Springtime remains the most popular wedding season, and we’ve enlisted the knowledge of party quilt expert Cathy Perlmutter for a quick primer on
the subject of party quilts, also known as signature quilts. Here are her tips for sharing your quilting talents with the Happy Couple and wedding guests alike. (Remember that
these special heirlooms are also perfect for other special occasions, like birthdays, retirements, anniversaries and more)
“Instead of a blank book, why not have guests sign a wedding quilt? A signature wedding quilt is a joyous addition to a celebration, and results in a wonderful heirloom.
But this type of project does require planning. Here are some tips:”
- Make it personal: Interview the couple, and then look for fabrics that are about them. I ask about favorite activities, flowers, and colors; religious
inspiration; ethnic heritage; special places, sports, pets, etc. There's a theme fabric for just about everything!
- Think outside the block. Traditionally, signature quilts followed a one-block-per-signature formula. But that's not always the best choice for quilts
that are signed at celebrations. I prefer to create large, uninterrupted areas for signing ---like blank borders--- so people can write as little or as much as they like.
As you’re collecting design ideas, see the examples on my website, at www.partyquilt.com.
- Test the pens. There are many varieties of permanent pen. It is VITAL that you test the candidates first---in every color you want to use--- on a
prewashed sample of your quilt fabric.

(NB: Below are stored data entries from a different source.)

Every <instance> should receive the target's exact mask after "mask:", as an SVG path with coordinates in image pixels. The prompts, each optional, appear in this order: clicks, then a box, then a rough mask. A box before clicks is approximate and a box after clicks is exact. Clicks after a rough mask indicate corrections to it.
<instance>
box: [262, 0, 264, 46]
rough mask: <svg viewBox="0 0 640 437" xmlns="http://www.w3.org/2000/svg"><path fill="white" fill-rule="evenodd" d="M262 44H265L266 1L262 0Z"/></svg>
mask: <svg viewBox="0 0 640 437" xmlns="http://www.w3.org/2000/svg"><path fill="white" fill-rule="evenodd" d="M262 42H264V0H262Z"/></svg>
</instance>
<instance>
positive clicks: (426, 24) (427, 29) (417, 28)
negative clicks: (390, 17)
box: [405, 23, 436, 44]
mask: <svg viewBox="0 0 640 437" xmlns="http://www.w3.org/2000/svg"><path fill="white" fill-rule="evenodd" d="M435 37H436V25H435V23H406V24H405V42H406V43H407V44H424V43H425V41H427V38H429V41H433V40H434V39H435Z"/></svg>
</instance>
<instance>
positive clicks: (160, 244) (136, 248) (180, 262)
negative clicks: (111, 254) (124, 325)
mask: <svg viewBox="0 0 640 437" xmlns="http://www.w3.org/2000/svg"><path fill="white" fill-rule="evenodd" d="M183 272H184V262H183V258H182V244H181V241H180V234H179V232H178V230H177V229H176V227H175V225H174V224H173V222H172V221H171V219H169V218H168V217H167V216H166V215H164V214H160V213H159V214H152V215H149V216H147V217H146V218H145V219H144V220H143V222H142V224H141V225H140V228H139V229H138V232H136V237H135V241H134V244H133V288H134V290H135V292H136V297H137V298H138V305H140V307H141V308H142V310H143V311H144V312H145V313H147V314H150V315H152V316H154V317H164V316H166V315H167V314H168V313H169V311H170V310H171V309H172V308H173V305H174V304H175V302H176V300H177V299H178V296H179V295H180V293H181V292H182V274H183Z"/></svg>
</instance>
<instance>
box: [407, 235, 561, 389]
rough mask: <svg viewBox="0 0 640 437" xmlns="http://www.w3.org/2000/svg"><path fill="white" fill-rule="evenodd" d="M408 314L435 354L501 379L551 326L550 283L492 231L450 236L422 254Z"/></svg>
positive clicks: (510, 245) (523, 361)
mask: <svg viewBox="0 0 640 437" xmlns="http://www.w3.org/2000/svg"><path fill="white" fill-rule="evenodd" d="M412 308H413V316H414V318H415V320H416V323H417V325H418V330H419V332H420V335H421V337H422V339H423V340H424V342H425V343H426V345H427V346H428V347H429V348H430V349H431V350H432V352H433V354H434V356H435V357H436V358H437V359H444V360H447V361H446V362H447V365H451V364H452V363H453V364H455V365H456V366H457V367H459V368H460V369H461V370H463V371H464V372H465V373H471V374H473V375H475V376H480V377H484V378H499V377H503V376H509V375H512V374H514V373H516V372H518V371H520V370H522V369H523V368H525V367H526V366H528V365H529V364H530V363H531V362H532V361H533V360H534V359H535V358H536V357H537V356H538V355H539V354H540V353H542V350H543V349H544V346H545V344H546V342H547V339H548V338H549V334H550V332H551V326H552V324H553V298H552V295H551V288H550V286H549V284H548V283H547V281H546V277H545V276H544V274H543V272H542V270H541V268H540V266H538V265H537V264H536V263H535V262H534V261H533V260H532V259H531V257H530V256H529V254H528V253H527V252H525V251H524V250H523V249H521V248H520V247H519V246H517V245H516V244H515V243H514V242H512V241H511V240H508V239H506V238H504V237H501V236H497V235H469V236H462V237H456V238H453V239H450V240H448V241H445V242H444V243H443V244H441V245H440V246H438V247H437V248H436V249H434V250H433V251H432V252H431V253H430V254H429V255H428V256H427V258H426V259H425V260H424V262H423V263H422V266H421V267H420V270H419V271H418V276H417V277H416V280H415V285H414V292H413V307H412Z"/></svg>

Is the pen easy to use? Do you like the way the ink looks? If the pen label says that heat-setting is required, iron the writing.
Then, run the sample through the laundry. If the results are good---for each and every ink color---they're okay to go.
- Bring the whole quilt, or just the pieces. You can bring the finished quilt to the wedding for people to sign, or ---if you run out of time---bring
separate blocks, appliqués, or an unbacked quilt top. With a finished quilt, the batting will hold the fabric in place for signing. Unbacked fabric should be backed with
ironed-on freezer paper or fusible interfacing; or set sheets of fine-grained sandpaper on the table.
A signature wedding quilt is a big job, but it's worth it. It combines the soul-satisfying joy of indulging in your favorite activity with the unique
opportunity to meditate about some special people.
Last but not least, that joy is followed by a ridiculously fun party. Even if, like me, you are not a “party person”, you are going to have a
really great time at THIS party. The guests will thank you with sincere delight for the opportunity to contribute to a beautiful heirloom. And the recipients will be thrilled
during the party, and for many years afterwards.